Our viscous fluid model suggests that any deformation recovery that will occur is nearly complete by the first 0.15s after the shock, so in this case the proposed mechanism would be independent of shock delivery rate so long as it is slower than ~ 6Hz. However, the actual viscoelasticity of the interstitial material, with a relaxation time ~ 1s, would be expected to introduce a sensitivity to the shock delivery rate. The greater the time between shocks, the more deformation recovery could result via the interstitial material’s relatively small elasticity. Assuming an interstitial-material relaxation time of 1s, we would expect significantly decreased damage for delivery rates slower than ~ 1Hz. Conversely, damage should increase for faster delivery rates. Unfortunately from the perspective of investigation with, say, animal models, this is not the only damage initiation mechanism that would be expected to show this trend. Damage initiation via the growth of bubbles up to the point of violent cavitational collapse (e.g. Zhong et al., 2001) should show a similar trend if cavitation nuclei can advect away or dissolve in the time between shocks. However, it could be tested with inverted shock waves. For the proposed cumulative shear mechanism, these should cause less bleeding of the type observed (Evan et al., 2002) at slower delivery rates. On the other hand, if it is direct shear damage (Lokhandwalla and Sturtevant, 2001) that causes the observed bleeding in this cavitation-free case, that should be insensitive to delivery rate.
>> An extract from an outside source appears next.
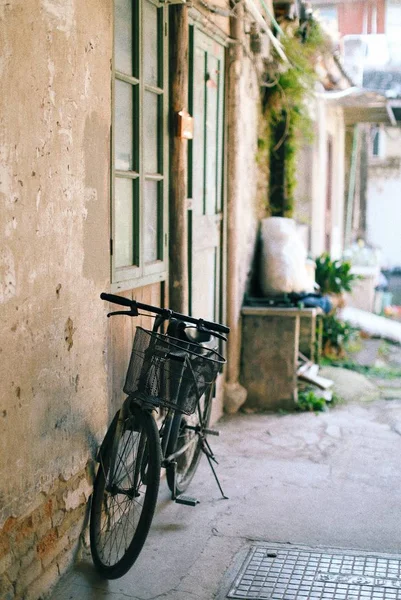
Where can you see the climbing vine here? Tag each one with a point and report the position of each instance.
(287, 112)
The cumulative shear mechanism clearly predicts that hemorrhage should first appear in the inner medulla. Initiation location is difficult to assess and does not appear to have been the subject of extensive investigations. However, automatic digital sectioning identifying regions of hemorrhage do suggest this location (Blomgren et al., 1997). For the 2000 shocks at 24 kV delivered by a Dornier HM3 in that study, hemorrhage is identified in several papilla only toward the tip and not elsewhere in the kidney. Connors et al. (2000) also show a greater propensity for lesions near the papilla tip, but also to a lesser degree in the cortex near the renal capsule.
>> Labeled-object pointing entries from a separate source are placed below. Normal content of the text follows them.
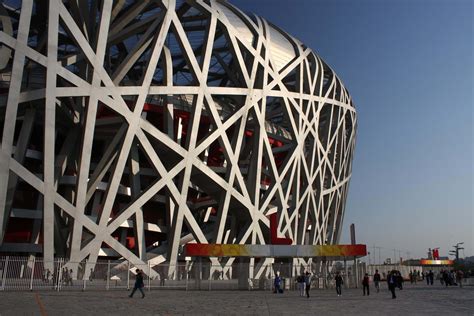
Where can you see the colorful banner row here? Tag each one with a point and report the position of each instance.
(331, 252)
(429, 262)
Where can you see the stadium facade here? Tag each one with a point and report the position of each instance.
(130, 128)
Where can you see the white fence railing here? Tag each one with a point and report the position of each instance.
(30, 273)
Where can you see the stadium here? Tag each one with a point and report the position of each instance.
(132, 128)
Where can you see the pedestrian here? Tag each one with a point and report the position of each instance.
(377, 280)
(399, 280)
(277, 284)
(91, 275)
(138, 283)
(301, 285)
(459, 277)
(392, 281)
(69, 280)
(431, 277)
(339, 282)
(307, 281)
(446, 278)
(365, 284)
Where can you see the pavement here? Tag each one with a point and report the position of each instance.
(412, 300)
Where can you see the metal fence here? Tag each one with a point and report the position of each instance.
(30, 273)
Another implication of the model is that broader focal zones, even at the same peak pressure, should be less damaging because there should be less shear. Focal zone width, shock strength and delivery rate have not been studied independently, but preliminary results with broader focal zones at lower peak shock pressures and relatively slow rate (27/min) do indeed show a marked decrease in injury (Evan et al., 2006). A reduction of shock strength of a standard narrower focus machine reduces shear and is observed also to reduce injury (Connors et al., 2000), but more tests are needed to confirm the exact mechanism(s). If the cumulative shear mechanism is confirmed to be important, rate adjustment and wave tailoring to reduce net shear should offer means of reducing injury without compromising stone commutation.